Reciprocal control of obesity and anxiety-depressive disorder via a GABA and serotonin neural circuit

Authors: XIA, GUOBIN - Children'S Nutrition Research Center (CNRC); HAN, YONG - Children'S Nutrition Research Center (CNRC); MENG, FANTAO - Children'S Nutrition Research Center (CNRC); HE, YANLIN - Children'S Nutrition Research Center (CNRC); SRISAI, DOLLADA - Vanderbilt University; FARIAS, MONICA - Children'S Nutrition Research Center (CNRC); DANG, MINGHAO - University Of Texas Medical Branch; PALMITER, RICHARD - University Of Washington; XU, YONG - Children'S Nutrition Research Center (CNRC); WU, QI - Children'S Nutrition Research Center (CNRC)

Submitted to: Molecular Psychiatry
Publication Type: Peer Reviewed Journal
Publication Acceptance Date: 2/12/2021
Publication Date: 3/26/2021
Citation: Xia, G., Han, Y., Meng, F., He, Y., Srisai, D., Farias, M., Dang, M., Palmiter, R.D., Xu, Y., Wu, Q. 2021. Reciprocal control of obesity and anxiety-depressive disorder via a GABA and serotonin neural circuit. Molecular Psychiatry. https://doi.org/10.1038/s41380-021-01053-w.
DOI: https://doi.org/10.1038/s41380-021-01053-w

Interpretive Summary: Anxiety/depression symptoms are the top comorbidity of obesity, that jointly form a vicious cycle disrupting the mental and metabolic health for >70% obese patients (i.e. >100 million in the US and ~500 million worldwide). So far there is no effective treatment for this global healthcare issue. In this article, we discovered how the brain exerts a reciprocal control of feeding of high-fat foods and psychological states. Similar to human patients, mice that consumed a high-fat diet not only became obese, but also anxious and depressed, a condition mediated by a defective brain circuit. When the disruptions were genetically or pharmacologically corrected within this neural circuit, the mice became less anxious and depressed and later lost excess body weight. More importantly, we successfully established a cocktail therapy using FDA-approved drugs for effectively treatment of this comorbidity. This new regimen displayed striking preclinical results that not only eradicate anxiety/depression but also reverse most of the obesity symptoms via a surprising effect to make the subjects voluntarily switching their diet choice from high-fat foods to a low-fat, carb/protein-enriched healthy diet.

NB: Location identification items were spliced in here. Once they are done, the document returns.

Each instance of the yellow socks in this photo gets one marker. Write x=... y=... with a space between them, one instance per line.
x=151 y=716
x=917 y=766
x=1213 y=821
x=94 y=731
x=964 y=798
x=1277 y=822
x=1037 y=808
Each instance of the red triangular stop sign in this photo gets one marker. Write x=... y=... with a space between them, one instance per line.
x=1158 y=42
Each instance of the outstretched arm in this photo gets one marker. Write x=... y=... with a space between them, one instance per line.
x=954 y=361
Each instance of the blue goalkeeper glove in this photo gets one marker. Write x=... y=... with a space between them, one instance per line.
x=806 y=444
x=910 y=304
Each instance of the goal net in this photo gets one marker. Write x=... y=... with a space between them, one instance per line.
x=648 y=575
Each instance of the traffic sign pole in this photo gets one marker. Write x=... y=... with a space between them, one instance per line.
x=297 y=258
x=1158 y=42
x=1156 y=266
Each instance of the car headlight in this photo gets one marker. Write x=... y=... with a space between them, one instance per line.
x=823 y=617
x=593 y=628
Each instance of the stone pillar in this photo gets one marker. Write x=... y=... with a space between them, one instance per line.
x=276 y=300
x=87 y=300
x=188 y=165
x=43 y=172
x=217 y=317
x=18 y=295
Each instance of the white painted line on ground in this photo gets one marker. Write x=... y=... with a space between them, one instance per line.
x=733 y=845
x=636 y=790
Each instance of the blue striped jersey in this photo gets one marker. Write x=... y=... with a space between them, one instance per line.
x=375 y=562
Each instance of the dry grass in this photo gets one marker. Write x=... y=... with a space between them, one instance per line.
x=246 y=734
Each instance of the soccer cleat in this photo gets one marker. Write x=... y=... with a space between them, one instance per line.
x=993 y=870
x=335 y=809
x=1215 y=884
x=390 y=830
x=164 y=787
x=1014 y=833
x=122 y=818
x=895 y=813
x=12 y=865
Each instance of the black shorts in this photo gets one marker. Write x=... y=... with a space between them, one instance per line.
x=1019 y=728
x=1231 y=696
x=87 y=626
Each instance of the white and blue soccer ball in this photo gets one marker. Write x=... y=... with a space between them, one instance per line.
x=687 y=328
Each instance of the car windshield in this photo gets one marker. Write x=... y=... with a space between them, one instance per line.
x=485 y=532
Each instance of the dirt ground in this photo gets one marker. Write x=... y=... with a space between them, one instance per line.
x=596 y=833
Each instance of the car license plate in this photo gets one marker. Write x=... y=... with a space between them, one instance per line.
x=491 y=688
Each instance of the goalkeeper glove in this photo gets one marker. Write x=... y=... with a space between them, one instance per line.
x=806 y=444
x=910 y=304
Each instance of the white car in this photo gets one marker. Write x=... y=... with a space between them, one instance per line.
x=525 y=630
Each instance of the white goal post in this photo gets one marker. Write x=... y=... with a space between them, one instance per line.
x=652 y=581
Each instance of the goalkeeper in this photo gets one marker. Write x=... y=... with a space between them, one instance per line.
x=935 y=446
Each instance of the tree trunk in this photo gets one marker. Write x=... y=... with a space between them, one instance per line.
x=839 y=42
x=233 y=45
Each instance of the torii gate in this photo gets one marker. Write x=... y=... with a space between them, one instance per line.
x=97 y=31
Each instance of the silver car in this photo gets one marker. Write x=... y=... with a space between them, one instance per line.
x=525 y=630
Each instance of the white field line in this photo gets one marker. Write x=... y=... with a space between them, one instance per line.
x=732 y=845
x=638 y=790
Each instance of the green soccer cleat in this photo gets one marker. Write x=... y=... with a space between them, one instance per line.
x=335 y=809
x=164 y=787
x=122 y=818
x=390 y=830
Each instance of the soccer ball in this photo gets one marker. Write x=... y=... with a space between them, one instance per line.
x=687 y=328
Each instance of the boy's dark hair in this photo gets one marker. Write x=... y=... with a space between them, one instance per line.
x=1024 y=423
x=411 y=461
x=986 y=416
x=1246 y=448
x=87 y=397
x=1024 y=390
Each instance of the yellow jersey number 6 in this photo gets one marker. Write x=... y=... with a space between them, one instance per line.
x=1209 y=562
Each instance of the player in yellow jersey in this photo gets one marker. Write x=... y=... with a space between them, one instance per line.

Technical Abstract: The high comorbidity between obesity and mental disorders, such as depression and anxiety, often exacerbates metabolic and neurological symptoms significantly. However, neural mechanisms that underlie reciprocal control of feeding and mental states are largely elusive. Here we report that melanocortin 4 receptor (MC4R) neurons located in the dorsal bed nucleus of the stria terminus (dBNST) engage in the regulation of mentally associated weight gain by receiving GABAergic projections from hypothalamic AgRP neurons onto a5-containing GABAA receptors and serotonergic afferents onto 5-HT3 receptors. Chronic treatment with a high-fat diet (HFD) significantly blunts the hyperexcitability of AgRP neurons in response to not only hunger but also anxiety and depression-like stimuli. Such HFD-mediated desensitization reduces GABAergic outputs from AgRP neurons to downstream MC4RdBNST neurons, resulting in severe mental dysregulation. Genetic enhancement of the GABAAR-a5 or suppression of the 5-HT3R within the MC4RdBNST neurons not only abolishes HFD-induced anxiety and depression but also robustly reduces body weight by suppression of food intake. To gain further translational insights, we revealed that combined treatment of zonisamide (enhancing the GABAAR-a5 signaling) and granisetron (a selective 5-HT3R antagonist) alleviates mental dysfunction and yields a robust reversal of diet-induced obesity by reducing total calorie intake and altering food preference towards a healthy low-fat diet. Our results unveil a neural mechanism for reciprocal control of appetite and mental states, which culminates in a novel zonisamide-granisetron cocktail therapy for potential tackling the psychosis-obesity comorbidity.